"Humanité", Saez. Inception de la critique.

Le 30 novembre paraissait le dernier album de Damien Saez intitulé 'Humanité". Un album inattendu, aux accents presque punks, dont les paroles violentes et nerveuses font hurler, alors que l'album est pourtant enrobé des schémas rocks les plus léchés de l'Artiste. Konbini et Twitter crachent de consort sur le tout, et plus particulièrement sur les paroles. Pourquoi ? Eléments de réponse :

Il parait que des kebabs sont recrachés (Konbini). Que des saintetés sont bousculées (Twitter). Que des adolescentes et des superficielles sont insultées. Il parait que ça fait tâche. Et bien, Inception étant à la mode, voici la critique des critiques ! 

C'est le dernier SAEZ, "humanité", qui fait hurler dans les chaumières. A l'heure des chaines de télévision ultra-régulées, des clips artificiels hollywoodiens et des gangstas-acteurs qui se revendiquent religieux appuyés la réplique plastique de leur kalash, rois de la rime autotunée, Saez, apparemment, fait hurler. Il parait que c'est grave.

A quel moment avons-nous perdu notre faculté au cynisme et préféré cette propension massive à toujours penser que la cible est globale, à tel point que tous les spécialistes des opinions en moins de deux cents caractères se soient rués nerveusement sur leurs claviers ?A quel moment, lorsque les Sex Pistols chantaient "God Save The Queen", il a fallu le prendre comme des messies auto-proclamés qui avaient la solution à chaque problème qu'ils dénoncent ouvertement naïvement, et que tout un chacun, de la mégère à la ménagère en passant par mon chien, nous nous sentions visés ? Quel est le problème ?

Aucun. A en lire les pavés des valideurs des bonnes oeuvres et de l'engagement culturel, le problème était que Saez doit chanter l'amour, les fleurs, panser les mélodrames quotidiens et faire de la poésie pour coeur brisé.
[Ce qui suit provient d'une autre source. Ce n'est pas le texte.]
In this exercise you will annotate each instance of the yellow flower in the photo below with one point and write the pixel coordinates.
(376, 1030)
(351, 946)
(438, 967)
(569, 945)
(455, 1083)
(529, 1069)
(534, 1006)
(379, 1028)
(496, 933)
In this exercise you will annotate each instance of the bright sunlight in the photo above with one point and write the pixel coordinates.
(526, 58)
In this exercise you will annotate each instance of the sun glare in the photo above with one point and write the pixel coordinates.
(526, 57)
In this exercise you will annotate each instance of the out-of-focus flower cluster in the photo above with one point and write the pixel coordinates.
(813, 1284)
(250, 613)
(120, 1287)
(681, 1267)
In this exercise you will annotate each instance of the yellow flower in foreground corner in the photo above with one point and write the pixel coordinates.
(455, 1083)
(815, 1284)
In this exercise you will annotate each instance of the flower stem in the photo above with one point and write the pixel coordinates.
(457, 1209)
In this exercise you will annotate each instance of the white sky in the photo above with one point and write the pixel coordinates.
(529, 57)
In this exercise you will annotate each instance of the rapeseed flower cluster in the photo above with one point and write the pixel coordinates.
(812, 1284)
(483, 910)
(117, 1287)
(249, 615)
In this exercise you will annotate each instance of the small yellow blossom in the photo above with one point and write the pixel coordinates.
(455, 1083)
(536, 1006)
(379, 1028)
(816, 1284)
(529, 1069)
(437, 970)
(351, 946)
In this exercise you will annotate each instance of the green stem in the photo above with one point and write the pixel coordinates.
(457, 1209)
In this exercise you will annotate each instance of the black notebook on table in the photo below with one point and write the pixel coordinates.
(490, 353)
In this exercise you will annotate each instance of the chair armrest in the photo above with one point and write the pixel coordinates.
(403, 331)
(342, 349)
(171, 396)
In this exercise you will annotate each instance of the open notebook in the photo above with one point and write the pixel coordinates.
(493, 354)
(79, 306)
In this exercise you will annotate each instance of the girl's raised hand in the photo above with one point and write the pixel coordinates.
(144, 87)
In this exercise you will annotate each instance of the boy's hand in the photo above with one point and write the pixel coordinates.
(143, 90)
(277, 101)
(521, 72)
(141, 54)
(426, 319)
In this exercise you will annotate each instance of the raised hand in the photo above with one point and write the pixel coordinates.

Navré mais il faut le leur dire : vous vous dupez seuls. Les premiers albums de Saez étaient aussi adolescents, réactionnaires et égocentrés que le dernier, si ce n'est plus. Refaites un tour sur God Bless pour vous rendre compte qu'il y a autant de textes d'ultra-gauche assez niais que sur "humanité". Qu'est-ce qui justifie votre différence d'appréciation ?

Car, à bien l'écouter, cet album, si l'on s'arrête seulement sur la partie musicale (ce que vous n'avez absolument pas fait, dans vos colonnes : à aucun moment la plume critiquant l'artiste ne mentionne un élément musical ou un tout petit point technique), cet album, disais-je, est sûrement l'un des plus léchés et des plus audacieux du névrosé que tant revendiquent poètes, d'autres punks, d'autres pourri. Si l'on doit s'attarder sur "humanité", l'arrangement du violon et la gamme choisie amènent une musicalité profonde à un morceau rock suspendu qu'il va être dur de retrouver chez Thylacine, Kalash Criminel ou Orelsan. La couleur "Synthwav" très originale de "La belle au bois dormant" est incontestablement une des choses les plus osées qui se soient faites dans le rock francais mainstream depuis belle lurette. Les clins d'oeil, aussi, à d'énormes influences, sans pour autant que cela ne devienne de la pâle copie (coucou la Mano Negra !), sont des richesses structurelles intéressantes pour de nouvelles générations en quête de connaissances.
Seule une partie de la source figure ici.